Adventures in Network Science

Every time someone asks me how school is going, I have the tendency to reply with an enthusiastic but nondescript, “AWESOME!” Or, as one of my classmates has taken to saying, “WHAT A TIME TO BE ALIVE!”

Truly, it is a privilege to be able to experience such awe.

As it turns out, however, these superlatives aren’t particularly informative. And while I’ve struggled to express the reasons for my raw enthusiasm in more coherent terms, I will to attempt to do so here.

First, my selected field of study, network science, is uniquely interdisciplinary. I can practically feel you rolling your eyes at that tiredly clichéd turn of phrase – yes, yes, every program in higher education is unique interdisciplinary these days – but, please, bear with me.

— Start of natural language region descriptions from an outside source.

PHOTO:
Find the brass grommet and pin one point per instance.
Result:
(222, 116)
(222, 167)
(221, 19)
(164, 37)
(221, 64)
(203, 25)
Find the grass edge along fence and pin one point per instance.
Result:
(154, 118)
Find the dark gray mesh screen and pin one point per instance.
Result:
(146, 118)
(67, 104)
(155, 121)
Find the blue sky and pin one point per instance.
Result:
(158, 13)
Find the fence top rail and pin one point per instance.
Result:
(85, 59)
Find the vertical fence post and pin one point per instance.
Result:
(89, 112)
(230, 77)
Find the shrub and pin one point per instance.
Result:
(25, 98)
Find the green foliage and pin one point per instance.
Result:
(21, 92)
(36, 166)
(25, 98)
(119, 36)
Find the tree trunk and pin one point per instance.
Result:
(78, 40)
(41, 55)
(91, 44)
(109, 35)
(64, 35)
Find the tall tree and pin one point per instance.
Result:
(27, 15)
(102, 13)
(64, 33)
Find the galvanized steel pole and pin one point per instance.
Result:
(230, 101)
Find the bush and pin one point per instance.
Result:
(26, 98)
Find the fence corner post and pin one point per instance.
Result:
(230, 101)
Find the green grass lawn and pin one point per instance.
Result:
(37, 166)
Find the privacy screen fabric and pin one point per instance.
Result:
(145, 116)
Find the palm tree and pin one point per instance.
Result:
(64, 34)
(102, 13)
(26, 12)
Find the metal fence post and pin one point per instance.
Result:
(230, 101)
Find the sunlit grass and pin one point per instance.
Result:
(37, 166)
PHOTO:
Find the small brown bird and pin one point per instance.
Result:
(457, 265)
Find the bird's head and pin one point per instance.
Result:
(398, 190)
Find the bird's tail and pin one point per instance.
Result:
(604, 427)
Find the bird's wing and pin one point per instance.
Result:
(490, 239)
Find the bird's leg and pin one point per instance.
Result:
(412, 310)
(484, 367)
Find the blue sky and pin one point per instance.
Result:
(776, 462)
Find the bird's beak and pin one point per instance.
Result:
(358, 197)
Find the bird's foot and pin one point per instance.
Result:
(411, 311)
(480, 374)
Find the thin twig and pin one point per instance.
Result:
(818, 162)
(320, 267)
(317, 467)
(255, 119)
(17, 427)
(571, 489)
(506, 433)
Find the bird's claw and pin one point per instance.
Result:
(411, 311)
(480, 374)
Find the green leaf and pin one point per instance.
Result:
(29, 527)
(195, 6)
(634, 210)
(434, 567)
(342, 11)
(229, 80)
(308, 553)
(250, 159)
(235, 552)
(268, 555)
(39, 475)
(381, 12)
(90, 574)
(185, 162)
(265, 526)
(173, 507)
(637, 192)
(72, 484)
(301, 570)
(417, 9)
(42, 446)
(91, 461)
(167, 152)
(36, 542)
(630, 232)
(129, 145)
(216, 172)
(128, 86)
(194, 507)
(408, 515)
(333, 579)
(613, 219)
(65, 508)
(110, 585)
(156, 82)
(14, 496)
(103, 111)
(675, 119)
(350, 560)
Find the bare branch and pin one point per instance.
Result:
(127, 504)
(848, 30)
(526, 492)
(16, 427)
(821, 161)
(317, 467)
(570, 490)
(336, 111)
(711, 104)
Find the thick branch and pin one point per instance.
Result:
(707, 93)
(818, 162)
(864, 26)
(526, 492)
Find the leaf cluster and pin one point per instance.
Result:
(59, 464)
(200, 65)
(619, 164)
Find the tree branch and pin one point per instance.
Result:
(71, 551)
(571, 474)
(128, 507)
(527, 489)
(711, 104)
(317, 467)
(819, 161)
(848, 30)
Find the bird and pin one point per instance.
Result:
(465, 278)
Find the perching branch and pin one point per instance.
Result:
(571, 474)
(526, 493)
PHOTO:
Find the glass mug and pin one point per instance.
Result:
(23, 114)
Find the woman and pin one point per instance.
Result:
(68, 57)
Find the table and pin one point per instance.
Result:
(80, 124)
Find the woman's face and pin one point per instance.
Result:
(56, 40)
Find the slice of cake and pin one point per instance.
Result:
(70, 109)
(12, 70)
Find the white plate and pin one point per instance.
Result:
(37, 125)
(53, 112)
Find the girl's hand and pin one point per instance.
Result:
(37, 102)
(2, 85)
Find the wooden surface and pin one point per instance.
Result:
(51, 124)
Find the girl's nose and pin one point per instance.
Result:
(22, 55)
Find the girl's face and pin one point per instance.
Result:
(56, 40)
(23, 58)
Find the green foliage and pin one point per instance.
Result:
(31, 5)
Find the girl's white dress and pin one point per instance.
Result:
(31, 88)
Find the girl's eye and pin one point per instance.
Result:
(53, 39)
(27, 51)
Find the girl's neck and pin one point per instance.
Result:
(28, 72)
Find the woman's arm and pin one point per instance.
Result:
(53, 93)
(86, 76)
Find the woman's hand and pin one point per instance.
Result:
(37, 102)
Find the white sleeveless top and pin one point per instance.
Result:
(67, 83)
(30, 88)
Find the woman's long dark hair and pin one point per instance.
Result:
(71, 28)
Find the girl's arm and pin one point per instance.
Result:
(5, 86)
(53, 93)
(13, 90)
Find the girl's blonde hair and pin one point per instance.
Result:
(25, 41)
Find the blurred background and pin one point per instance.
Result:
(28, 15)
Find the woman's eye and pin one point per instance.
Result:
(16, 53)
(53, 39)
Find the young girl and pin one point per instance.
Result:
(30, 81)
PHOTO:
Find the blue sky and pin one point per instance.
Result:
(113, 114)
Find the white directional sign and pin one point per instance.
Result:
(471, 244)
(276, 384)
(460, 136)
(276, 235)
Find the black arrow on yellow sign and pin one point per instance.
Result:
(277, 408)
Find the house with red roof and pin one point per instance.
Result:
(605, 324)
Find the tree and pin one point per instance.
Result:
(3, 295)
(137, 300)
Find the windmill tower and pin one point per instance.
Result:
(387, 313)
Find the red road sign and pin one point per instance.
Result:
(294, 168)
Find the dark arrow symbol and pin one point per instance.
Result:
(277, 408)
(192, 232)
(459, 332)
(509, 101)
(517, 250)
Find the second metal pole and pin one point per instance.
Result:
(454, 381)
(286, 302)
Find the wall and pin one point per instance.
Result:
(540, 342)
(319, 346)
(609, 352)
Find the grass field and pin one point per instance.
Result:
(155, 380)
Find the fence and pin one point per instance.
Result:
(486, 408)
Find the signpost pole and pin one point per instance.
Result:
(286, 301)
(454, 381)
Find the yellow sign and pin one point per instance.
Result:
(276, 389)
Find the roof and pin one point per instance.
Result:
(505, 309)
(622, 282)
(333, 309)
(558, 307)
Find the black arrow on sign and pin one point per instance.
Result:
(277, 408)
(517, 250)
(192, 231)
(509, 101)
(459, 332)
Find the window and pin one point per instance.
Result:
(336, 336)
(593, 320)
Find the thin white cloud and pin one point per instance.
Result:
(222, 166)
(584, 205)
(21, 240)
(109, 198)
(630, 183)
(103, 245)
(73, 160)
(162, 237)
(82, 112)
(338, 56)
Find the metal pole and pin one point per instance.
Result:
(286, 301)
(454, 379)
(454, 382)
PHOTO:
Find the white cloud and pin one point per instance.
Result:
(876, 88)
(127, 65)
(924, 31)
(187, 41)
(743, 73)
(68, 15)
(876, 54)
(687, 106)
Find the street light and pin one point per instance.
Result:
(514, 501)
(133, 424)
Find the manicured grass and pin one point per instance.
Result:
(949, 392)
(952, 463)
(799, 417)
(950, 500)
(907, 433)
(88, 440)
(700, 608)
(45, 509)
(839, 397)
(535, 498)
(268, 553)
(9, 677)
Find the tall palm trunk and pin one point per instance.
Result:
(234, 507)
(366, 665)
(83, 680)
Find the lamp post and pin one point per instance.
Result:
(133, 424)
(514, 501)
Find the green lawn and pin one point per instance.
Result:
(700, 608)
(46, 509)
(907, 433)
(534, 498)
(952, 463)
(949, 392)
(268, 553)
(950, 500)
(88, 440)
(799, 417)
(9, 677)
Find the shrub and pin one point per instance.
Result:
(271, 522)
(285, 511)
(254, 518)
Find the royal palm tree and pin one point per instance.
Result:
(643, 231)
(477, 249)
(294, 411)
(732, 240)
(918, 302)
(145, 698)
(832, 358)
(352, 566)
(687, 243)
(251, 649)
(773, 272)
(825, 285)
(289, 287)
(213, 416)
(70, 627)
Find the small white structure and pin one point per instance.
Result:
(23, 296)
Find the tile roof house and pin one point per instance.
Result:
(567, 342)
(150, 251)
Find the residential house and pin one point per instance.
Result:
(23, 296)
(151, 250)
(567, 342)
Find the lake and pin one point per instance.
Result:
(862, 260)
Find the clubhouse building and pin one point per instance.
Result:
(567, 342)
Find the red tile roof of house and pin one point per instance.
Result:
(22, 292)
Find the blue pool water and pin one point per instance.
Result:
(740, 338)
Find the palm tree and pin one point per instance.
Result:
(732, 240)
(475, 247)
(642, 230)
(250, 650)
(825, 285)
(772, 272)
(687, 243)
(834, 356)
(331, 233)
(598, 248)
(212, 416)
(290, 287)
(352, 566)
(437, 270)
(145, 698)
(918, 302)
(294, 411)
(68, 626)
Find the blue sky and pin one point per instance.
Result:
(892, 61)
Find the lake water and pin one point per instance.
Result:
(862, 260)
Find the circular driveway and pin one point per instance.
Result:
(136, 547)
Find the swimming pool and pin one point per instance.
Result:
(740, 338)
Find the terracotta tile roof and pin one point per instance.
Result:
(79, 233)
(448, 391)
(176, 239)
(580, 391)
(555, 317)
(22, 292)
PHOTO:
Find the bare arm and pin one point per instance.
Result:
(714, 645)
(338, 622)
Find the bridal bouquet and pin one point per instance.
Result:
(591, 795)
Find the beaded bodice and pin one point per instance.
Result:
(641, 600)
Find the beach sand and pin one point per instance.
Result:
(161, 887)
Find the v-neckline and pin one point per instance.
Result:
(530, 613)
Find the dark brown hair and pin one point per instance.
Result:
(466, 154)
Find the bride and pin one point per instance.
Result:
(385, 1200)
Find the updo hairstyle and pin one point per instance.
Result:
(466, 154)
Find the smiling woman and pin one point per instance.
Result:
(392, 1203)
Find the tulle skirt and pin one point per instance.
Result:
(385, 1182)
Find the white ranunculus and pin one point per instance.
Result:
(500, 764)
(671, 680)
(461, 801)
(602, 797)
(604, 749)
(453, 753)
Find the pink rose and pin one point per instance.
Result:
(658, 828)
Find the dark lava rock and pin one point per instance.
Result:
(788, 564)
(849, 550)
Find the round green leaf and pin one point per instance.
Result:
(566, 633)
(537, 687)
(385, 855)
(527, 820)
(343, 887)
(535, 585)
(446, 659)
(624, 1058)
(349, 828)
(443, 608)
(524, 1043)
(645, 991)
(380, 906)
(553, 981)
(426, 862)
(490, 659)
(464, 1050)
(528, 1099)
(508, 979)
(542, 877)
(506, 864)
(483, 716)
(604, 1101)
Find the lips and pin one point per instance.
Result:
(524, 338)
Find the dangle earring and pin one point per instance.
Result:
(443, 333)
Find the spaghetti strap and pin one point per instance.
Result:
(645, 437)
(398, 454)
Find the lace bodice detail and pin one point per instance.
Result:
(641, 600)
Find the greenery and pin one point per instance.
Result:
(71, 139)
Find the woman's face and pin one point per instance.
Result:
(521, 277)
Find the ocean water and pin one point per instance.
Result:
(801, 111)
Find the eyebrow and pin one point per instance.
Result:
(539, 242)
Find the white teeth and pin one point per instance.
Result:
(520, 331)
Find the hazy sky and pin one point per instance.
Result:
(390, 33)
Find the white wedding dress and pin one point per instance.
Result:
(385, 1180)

I work on a floor with physicists, social scientists, and computer scientists; with people who study group dynamics, disease spreading, communication, machine learning, social structures, neuroscience, and numerous other things I haven’t even discovered yet. Every single person is doing something interesting and cool.

I like to joke that the only thing on my to-do list is to rapidly acquire all of human knowledge.

In the past year, I have taken classes in physics, mathematics, computer science, and social science. I have read books on philosophy, linguistics, social theory, and computational complexity – as well as, of course, some good fiction.

I can now trade nerdy jokes with people from any discipline.

And I’ve been glad to develop this broad and deep knowledge base. In my own work, I am interested in the role of people in their communities. More specifically, I’m looking at deliberation, opinion change, and collective action. That is – we each are a part of many communities, and our interactions with other people in those communities fundamentally shape the policies, institutions, and personalities of those communities.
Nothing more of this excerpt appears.